Scirica et al also analyzed the outcomes of patients with lesser degrees of ST-segment depression (0.5-1 mm), which occurred in only 3.9% of patients, and those with ST-segment elevation, which occurred in 3.2% of patients. Neither of these findings were associated with an increase in clinical events in these small subgroups. Furthermore, whether patients were randomized to ranolazine or placebo had no influence on the prevalence of ischemia on cECG monitoring. They concluded that detection of ischemia by cECG provides incremental prognostic information with which to assess the risk of recurrent major cardiovascular events in patients after NSTE ACS.

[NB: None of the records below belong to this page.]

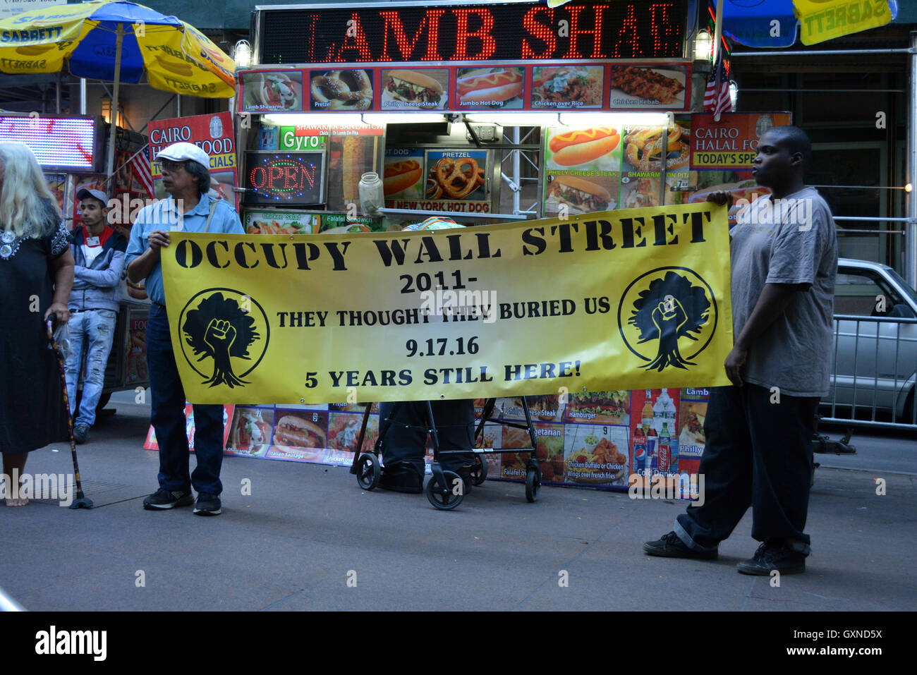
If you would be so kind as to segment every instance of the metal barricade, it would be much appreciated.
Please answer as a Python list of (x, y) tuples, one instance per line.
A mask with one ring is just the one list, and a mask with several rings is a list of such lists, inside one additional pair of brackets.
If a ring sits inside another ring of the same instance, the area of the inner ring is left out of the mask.
[(834, 315), (823, 422), (917, 431), (917, 319)]

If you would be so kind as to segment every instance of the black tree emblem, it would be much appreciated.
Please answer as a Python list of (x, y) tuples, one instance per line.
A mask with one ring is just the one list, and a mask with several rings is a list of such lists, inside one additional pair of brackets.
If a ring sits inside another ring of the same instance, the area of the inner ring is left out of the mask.
[(661, 371), (667, 366), (684, 370), (694, 363), (679, 352), (679, 338), (697, 340), (691, 333), (700, 333), (709, 318), (710, 301), (703, 288), (674, 271), (662, 279), (654, 279), (649, 288), (641, 291), (634, 301), (634, 311), (627, 323), (640, 331), (638, 344), (658, 339), (656, 358), (647, 370)]
[(255, 320), (242, 311), (235, 300), (216, 293), (204, 298), (197, 309), (188, 312), (182, 329), (185, 340), (198, 362), (214, 360), (214, 374), (204, 382), (211, 387), (227, 384), (230, 387), (248, 384), (232, 370), (231, 357), (249, 360), (249, 348), (260, 338), (254, 328)]

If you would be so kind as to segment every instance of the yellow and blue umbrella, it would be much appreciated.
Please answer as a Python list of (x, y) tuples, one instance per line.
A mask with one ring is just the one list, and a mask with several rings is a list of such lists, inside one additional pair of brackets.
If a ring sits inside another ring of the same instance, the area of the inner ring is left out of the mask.
[[(0, 21), (0, 71), (58, 72), (68, 61), (77, 77), (138, 83), (192, 96), (235, 94), (236, 64), (190, 24), (121, 0), (33, 9)], [(108, 147), (114, 169), (115, 125)]]

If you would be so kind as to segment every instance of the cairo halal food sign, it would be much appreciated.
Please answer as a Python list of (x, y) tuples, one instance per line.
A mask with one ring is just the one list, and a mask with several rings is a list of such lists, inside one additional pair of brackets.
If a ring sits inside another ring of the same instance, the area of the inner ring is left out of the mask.
[(315, 186), (315, 165), (286, 157), (265, 159), (249, 172), (249, 183), (267, 197), (303, 196), (306, 185), (310, 191)]

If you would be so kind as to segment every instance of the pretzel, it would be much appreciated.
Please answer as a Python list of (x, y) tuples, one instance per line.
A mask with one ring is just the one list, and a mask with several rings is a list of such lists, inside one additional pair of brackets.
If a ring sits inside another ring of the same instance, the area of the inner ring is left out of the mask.
[(327, 103), (321, 107), (367, 110), (372, 105), (372, 83), (364, 71), (330, 71), (312, 78), (312, 100)]
[(477, 187), (478, 171), (478, 162), (471, 158), (452, 160), (444, 157), (436, 162), (436, 180), (447, 194), (453, 199), (462, 199)]

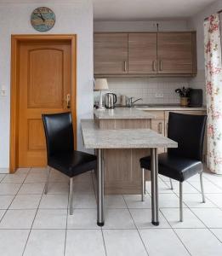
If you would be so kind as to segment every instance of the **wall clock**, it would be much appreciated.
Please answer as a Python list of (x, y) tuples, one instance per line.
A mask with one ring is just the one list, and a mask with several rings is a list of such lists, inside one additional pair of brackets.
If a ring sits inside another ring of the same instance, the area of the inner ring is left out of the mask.
[(40, 32), (50, 30), (55, 22), (54, 13), (48, 7), (38, 7), (31, 15), (32, 26)]

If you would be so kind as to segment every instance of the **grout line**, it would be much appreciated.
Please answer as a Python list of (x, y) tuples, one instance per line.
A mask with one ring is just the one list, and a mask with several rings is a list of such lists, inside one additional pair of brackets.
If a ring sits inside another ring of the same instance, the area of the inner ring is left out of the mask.
[(142, 239), (142, 237), (141, 237), (141, 235), (140, 235), (140, 233), (139, 233), (139, 230), (138, 230), (138, 227), (137, 227), (137, 225), (136, 225), (136, 224), (135, 224), (135, 222), (134, 222), (134, 218), (133, 218), (131, 212), (130, 212), (130, 210), (129, 210), (129, 208), (128, 208), (128, 207), (127, 201), (126, 201), (126, 200), (125, 200), (125, 198), (124, 198), (124, 196), (123, 196), (122, 195), (122, 198), (123, 198), (123, 200), (124, 200), (124, 201), (125, 201), (125, 204), (126, 204), (126, 206), (127, 206), (127, 209), (128, 209), (128, 213), (130, 214), (130, 217), (131, 217), (131, 218), (132, 218), (132, 220), (133, 220), (133, 222), (134, 222), (134, 226), (135, 226), (135, 228), (136, 228), (137, 233), (138, 233), (138, 235), (139, 235), (139, 238), (140, 238), (140, 240), (141, 240), (141, 241), (142, 241), (142, 244), (144, 245), (145, 250), (147, 255), (149, 256), (149, 253), (148, 253), (148, 251), (147, 251), (147, 249), (146, 249), (146, 247), (145, 247), (145, 243), (144, 243), (144, 241), (143, 241), (143, 239)]

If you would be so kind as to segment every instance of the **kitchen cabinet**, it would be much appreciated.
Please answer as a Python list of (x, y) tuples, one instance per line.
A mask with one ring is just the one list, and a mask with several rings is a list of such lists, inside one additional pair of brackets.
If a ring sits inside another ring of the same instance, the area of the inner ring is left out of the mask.
[(128, 33), (95, 33), (94, 74), (128, 73)]
[(195, 49), (192, 32), (157, 34), (158, 73), (195, 73)]
[(157, 73), (157, 33), (128, 34), (128, 73)]
[(194, 76), (195, 32), (94, 33), (94, 75)]

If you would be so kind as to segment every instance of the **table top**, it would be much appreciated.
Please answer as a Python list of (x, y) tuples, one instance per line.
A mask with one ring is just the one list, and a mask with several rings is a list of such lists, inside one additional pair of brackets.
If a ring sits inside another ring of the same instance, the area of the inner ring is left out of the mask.
[(151, 129), (101, 130), (94, 119), (82, 119), (86, 148), (177, 148), (178, 143)]
[(99, 119), (151, 119), (155, 115), (134, 108), (116, 108), (113, 109), (94, 109), (94, 116)]

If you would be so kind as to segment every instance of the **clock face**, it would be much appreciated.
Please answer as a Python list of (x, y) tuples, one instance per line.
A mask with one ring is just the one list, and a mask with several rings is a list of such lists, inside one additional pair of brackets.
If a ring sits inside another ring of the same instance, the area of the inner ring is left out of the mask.
[(32, 26), (40, 32), (50, 30), (55, 22), (54, 13), (48, 7), (39, 7), (31, 15)]

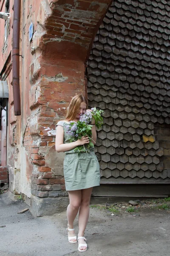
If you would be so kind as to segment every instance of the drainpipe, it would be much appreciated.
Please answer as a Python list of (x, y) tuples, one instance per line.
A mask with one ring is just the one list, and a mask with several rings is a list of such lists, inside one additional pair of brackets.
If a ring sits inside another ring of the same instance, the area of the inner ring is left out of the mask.
[(14, 113), (20, 116), (20, 28), (21, 0), (14, 0), (12, 42), (12, 86)]

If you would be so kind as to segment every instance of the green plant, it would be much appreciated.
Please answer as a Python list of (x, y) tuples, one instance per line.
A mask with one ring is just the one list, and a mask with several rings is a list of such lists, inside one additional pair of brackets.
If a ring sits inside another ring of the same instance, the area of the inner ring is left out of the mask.
[(110, 212), (114, 212), (115, 213), (118, 213), (119, 212), (118, 209), (116, 209), (114, 207), (110, 207), (108, 209)]
[(100, 208), (100, 207), (99, 206), (99, 205), (97, 205), (96, 204), (94, 204), (94, 205), (90, 205), (90, 207), (91, 208), (96, 208), (98, 209), (99, 209)]
[(167, 204), (164, 204), (162, 205), (159, 205), (158, 206), (159, 209), (164, 209), (164, 210), (168, 210), (170, 209), (170, 206)]
[(137, 210), (135, 209), (134, 206), (129, 207), (126, 209), (128, 212), (137, 212)]
[(164, 198), (164, 201), (166, 201), (166, 202), (170, 201), (170, 197), (169, 198)]

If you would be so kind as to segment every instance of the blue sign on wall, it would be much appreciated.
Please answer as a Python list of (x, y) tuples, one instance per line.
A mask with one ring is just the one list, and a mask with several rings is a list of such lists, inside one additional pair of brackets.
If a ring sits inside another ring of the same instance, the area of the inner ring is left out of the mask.
[(32, 22), (29, 26), (29, 41), (32, 40), (32, 37), (34, 34), (34, 25)]

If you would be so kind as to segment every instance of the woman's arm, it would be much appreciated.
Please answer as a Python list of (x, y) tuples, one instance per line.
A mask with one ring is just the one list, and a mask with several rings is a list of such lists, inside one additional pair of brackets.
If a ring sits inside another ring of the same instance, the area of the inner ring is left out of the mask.
[(97, 134), (96, 133), (96, 125), (93, 125), (93, 126), (91, 128), (91, 132), (92, 133), (92, 142), (93, 142), (94, 145), (95, 145), (96, 143), (96, 140), (97, 140)]
[(83, 136), (80, 140), (78, 140), (74, 142), (68, 143), (63, 143), (64, 141), (64, 130), (61, 125), (58, 125), (56, 136), (56, 150), (58, 152), (65, 152), (69, 151), (77, 146), (84, 145), (89, 142), (89, 140), (88, 136)]

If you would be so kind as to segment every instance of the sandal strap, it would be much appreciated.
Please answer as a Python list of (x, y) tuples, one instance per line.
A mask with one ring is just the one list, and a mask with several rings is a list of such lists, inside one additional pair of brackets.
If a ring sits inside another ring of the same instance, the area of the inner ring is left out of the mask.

Each year, 1.3 million Americans are hospitalized with non ST-elevation ACS. Scirica et al demonstrate that, in contemporary practice, the addition of cECG monitoring for seven days after ACS adds additional prognostic information. With 20% of their cohort demonstrating ischemia, and this group having worse clinical outcomes, this has the potential to have a significant impact on the risk stratification of large numbers of patients. The strengths of the study include the large number of patients enrolled and the fact that the events that occurred during monitoring were censored, allowing it to be used as a prognostic tool only. However, several limitations must be acknowledged. Firstly, this study is an observational substudy, and no treatment effect has been studied here. Therefore, the results are hypothesis-generating, and one cannot recommend that we should be using cECG monitoring clinically based on these results. Secondly, there were a number of exclusion criteria in the MERLIN-TIMI 36 study, such as baseline ECG abnormalities, so that the results cannot necessarily be extrapolated to all patients. Thirdly, there were significant differences in the medical management between the groups with and without ischemia. Thus, the effects of the ischemia on outcomes may have been related to the differences in treatment. Despite multivariable adjustments, these differences cannot be disregarded, and may have some clinically meaningful effect on the outcomes. Despite these limitations, this is a valuable study, confirming that, in the era of contemporary PCI and optimal medical management, continued ischemia remains an indicator of poor prognosis. Whether cECG will guide more effective treatment strategies remains to be tested in prospective, randomized, controlled clinical trials.